Analysts are expecting ANZ to be the first of the major banks to return capital to shareholders given its pro-forma position outlined by APRA last month.

At this point, the NAB’s profit forecast is expected to be $6.6 billion with a DPS of 99 cents.

MQG will report their half-yearly results this Friday. The numbers on the street are reflecting a profit of $1.1 billion with a DPS of $2.10 per share.

ANZ

NAB

 

Westpac

MQG

BHP Weaker On Production Miss

The Q1  production numbers for BHP were on the soft side with weaker production and shipments of Iron ore  and coal offsetting slightly better output in Copper and Crude Oil.

The company has left its full year guidance unchanged for FY18, despite recent reports that they could miss those production levels by up to 10%.

We expect the recent price volatility in Iron Ore and Coal to impact shares price trajectory well into FY18.

The newly appointed Chairman, Ken MacKenzie, addressed shareholders for the first time yesterday as the share price was pressured back below $26.50.

On balance, we believe that Iron Ore prices are at the upper end of the price range and a pullback into the $25.00 range is a reasonable buy level for BHP. 

BHP

 

QBE Is Approaching Technical Resistance

With 30% of QBE’s insurance business in North America, the 20% drop in the share price after Hurricanes Harvey and Irma now looks excessive.

It’s estimated that the net impact of these events for QBE was $600 million, comfortably short of the $1.1 billion gross costs implied as the storms made landfall.

However, based on after-tax earnings of the Australia and New Zealand operations only, we estimate that QBE’s 2H17 dividend will fall from 33 cents per share down to 10 cents.

After posting an intra-day low of $9.65 on October 3rd, the share price has recovered back over $10.80 in early trade.

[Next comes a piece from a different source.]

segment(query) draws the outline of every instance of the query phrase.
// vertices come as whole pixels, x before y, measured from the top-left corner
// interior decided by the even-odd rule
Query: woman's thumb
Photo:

In our view this bounce back is approaching technical resistance and internal momentum indicators are suggesting a move lower in the near-term.

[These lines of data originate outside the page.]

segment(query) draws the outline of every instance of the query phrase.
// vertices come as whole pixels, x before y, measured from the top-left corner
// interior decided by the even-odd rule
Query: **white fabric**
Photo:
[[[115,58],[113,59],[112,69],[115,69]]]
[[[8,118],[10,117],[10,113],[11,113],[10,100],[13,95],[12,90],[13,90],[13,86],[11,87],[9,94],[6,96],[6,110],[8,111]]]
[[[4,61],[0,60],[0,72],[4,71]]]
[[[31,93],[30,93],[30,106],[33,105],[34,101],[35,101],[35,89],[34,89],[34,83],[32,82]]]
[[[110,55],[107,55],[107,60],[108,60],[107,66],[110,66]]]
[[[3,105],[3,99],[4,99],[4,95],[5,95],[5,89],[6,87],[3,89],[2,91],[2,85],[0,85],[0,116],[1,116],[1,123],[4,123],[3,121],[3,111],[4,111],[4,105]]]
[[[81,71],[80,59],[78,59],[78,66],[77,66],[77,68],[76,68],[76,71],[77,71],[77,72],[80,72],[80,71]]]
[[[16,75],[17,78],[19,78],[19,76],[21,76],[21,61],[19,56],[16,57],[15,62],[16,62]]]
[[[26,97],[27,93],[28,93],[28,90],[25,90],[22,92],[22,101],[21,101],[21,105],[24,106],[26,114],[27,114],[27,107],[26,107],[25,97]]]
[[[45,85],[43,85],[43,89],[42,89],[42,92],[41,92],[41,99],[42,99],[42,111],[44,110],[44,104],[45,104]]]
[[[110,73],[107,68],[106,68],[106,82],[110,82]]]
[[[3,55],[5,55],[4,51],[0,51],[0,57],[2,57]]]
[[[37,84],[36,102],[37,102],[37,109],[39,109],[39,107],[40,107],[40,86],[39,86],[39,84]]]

Investors should exit long QBE positions and look to reenter in the lower $10.00 handle.

QBE

 

 

 

ALGO UPDATE: Look To Take Profits In Rio Tinto

Based on the production numbers released earlier this week, RIO Tinto will produce over 300 million tons of Iron ore this year.

The price of Iron Ore has seen an increase in week-to-week volatility which has kept RIO’s share price active.

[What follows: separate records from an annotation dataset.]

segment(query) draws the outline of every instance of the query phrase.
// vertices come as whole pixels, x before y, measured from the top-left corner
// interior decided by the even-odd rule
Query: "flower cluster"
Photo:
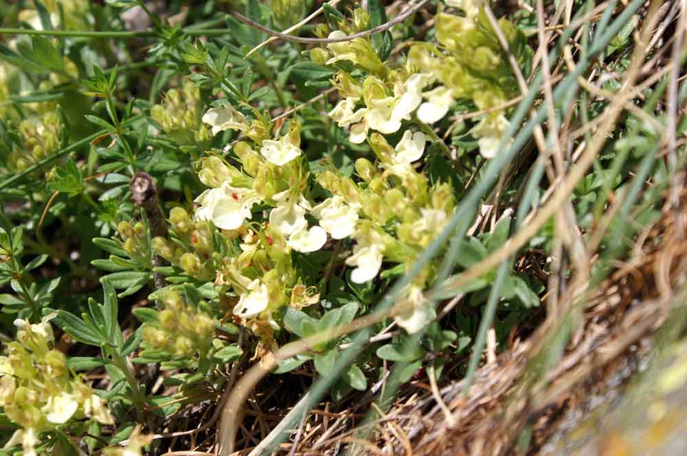
[[[16,340],[0,357],[0,407],[21,427],[5,449],[21,444],[23,454],[35,455],[38,435],[87,417],[111,424],[113,418],[100,396],[69,372],[65,355],[52,348],[49,320],[38,324],[17,320]]]
[[[150,108],[150,117],[167,134],[180,145],[190,146],[211,137],[207,128],[201,122],[200,90],[184,80],[181,90],[171,88],[161,104]]]
[[[35,120],[24,120],[19,125],[21,147],[12,151],[8,164],[19,172],[52,155],[60,148],[62,121],[54,111],[46,112]]]
[[[396,71],[380,71],[369,55],[374,52],[369,40],[365,45],[332,43],[327,45],[333,56],[325,59],[322,49],[313,52],[316,61],[332,64],[348,60],[370,74],[361,82],[341,69],[333,83],[341,101],[329,116],[339,127],[350,129],[350,141],[361,143],[369,132],[383,134],[398,132],[404,121],[416,119],[427,125],[443,119],[459,99],[472,101],[486,110],[504,104],[517,93],[517,86],[501,46],[481,2],[464,0],[451,3],[463,9],[465,16],[440,12],[436,19],[439,47],[423,43],[413,45],[406,64]],[[518,52],[523,64],[530,57],[523,45],[524,37],[506,19],[499,21],[511,49]],[[334,31],[330,37],[344,34]],[[375,54],[376,55],[376,54]],[[377,59],[379,60],[379,59]],[[499,140],[508,127],[502,112],[485,117],[472,130],[479,139],[480,152],[486,158],[497,153]]]
[[[122,247],[137,264],[150,262],[150,248],[148,239],[148,229],[142,221],[122,221],[117,226],[122,237]]]
[[[166,290],[161,300],[164,308],[157,322],[143,325],[144,346],[181,357],[206,353],[214,337],[214,320],[187,304],[176,291]]]
[[[218,255],[215,254],[215,230],[212,225],[204,220],[191,219],[181,207],[173,208],[170,212],[170,222],[175,241],[155,237],[153,252],[199,280],[214,278]]]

With Spot Iron Ore prices around USD $63.00, a drop back into the $50.00 area represents a material risk to the company’s cash flow, and to the share price.

Our ALGO engine triggered a buy signal in RIO back in April at $61.40.

Even though we have not seen a sell signal generated, proper money management suggests that taking profits over $70.50 is a reasonable strategy.

We will look for a pullback in price to reenter long positions.